Commentaires sur Mémoire

  • Très touchante manière de nous rappeler ce qu'a été la plus grande ignominie de notre histoire. Un aller sans retour sauf pour quelques uns, les "rescapés" des camps de la mort .
    On a dit "plus jamais ça" et pourtant dans le monde, des fanatiques sanguinaires font régner la terreur et font couler le sang au nom de je ne sais quel dieu qui ne leur a rien demandé de tel.
    Bonne semaine dame Sable et merci encore pour ce touchant récit.
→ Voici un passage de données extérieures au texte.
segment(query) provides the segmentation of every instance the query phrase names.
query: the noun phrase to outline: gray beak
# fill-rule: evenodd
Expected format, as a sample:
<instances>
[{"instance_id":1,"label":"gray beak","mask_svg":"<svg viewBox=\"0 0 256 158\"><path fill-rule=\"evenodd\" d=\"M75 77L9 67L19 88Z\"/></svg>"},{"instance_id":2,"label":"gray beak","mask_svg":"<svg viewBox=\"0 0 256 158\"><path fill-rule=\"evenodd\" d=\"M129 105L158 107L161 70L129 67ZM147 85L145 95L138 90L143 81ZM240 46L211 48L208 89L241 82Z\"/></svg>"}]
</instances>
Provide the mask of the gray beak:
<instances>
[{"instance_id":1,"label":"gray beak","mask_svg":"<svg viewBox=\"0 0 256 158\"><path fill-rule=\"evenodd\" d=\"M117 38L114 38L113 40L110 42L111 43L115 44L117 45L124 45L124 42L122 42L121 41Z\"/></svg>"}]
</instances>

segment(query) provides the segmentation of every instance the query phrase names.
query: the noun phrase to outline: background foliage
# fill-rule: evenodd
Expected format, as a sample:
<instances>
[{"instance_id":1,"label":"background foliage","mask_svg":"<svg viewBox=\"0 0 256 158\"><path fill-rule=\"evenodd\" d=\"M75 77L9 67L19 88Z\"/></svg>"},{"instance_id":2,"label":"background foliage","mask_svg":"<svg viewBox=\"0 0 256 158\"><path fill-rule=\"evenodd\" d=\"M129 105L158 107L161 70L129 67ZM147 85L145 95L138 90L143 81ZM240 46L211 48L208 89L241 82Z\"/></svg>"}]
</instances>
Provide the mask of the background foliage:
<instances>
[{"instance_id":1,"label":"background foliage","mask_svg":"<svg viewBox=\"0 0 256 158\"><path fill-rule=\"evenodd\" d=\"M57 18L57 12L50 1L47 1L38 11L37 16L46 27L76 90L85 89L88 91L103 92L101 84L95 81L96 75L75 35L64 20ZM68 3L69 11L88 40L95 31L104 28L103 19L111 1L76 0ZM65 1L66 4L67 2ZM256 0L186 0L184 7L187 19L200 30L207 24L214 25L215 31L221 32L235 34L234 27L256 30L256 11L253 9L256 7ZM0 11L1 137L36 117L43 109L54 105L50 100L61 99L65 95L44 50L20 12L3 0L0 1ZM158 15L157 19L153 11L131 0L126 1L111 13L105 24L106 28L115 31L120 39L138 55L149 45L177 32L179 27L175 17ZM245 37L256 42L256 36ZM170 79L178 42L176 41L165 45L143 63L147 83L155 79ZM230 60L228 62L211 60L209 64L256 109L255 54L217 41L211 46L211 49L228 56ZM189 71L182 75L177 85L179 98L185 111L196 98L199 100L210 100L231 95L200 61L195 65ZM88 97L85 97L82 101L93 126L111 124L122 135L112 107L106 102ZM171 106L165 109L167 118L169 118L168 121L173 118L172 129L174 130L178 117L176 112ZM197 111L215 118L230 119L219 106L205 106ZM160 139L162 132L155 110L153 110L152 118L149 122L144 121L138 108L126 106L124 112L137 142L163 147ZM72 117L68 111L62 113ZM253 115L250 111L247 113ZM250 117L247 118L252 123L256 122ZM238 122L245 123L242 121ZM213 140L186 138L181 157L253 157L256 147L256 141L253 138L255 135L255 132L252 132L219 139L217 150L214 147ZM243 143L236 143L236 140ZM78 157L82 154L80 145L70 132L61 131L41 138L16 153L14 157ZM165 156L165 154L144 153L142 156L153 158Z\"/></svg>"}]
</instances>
    Posté par gérard, 28 janvier 2015 à 09:08 | | Répondre
    • Gérard:
      Le sujet me tient particulièrement à coeur. Et c'était ma façon de
      témoigner en écrivant ce texte fiction ( écrit en 2011 )
      Brecht disait : " Le ventre est encore fécond d'où a surgi la bête immonde
      ".
      Chacune-un de nous avons peut-être au fond de nous quelques cellules de
      cette bête immonde, qui se réveillent plus ou moins un jour ou l'autre ...
      ou pas ?
      Mon propos ne respire pas franchement l'optimisme ! ! !
      Soyons vigilants et gardons la tête froide afin d'être toujours des "
      rescapés ".
      merci dêtre venu Sieur Gérard. Je vous souhaite une bonne journée douce et
      lumineuse. Pour cela, je garde le vieux temps grisouni ( terme majorquin !
      ) et le froid pour moi.
      Amicalement

      Posté par sabledutemps, 28 janvier 2015 à 11:29 | | Répondre
  • Parce que une toute petite voie ferrée passait au bod du jardin, parce que ma toute petite fille agitait la main lorsque le train passait au ralenti en faisant 'tchou-tchou",. .... parce que mon papa m'emmenait tous les soirs de vacances dans cette gare terminus au bord de la mer ... parce que toute ma vie j'ai aimé les trains ...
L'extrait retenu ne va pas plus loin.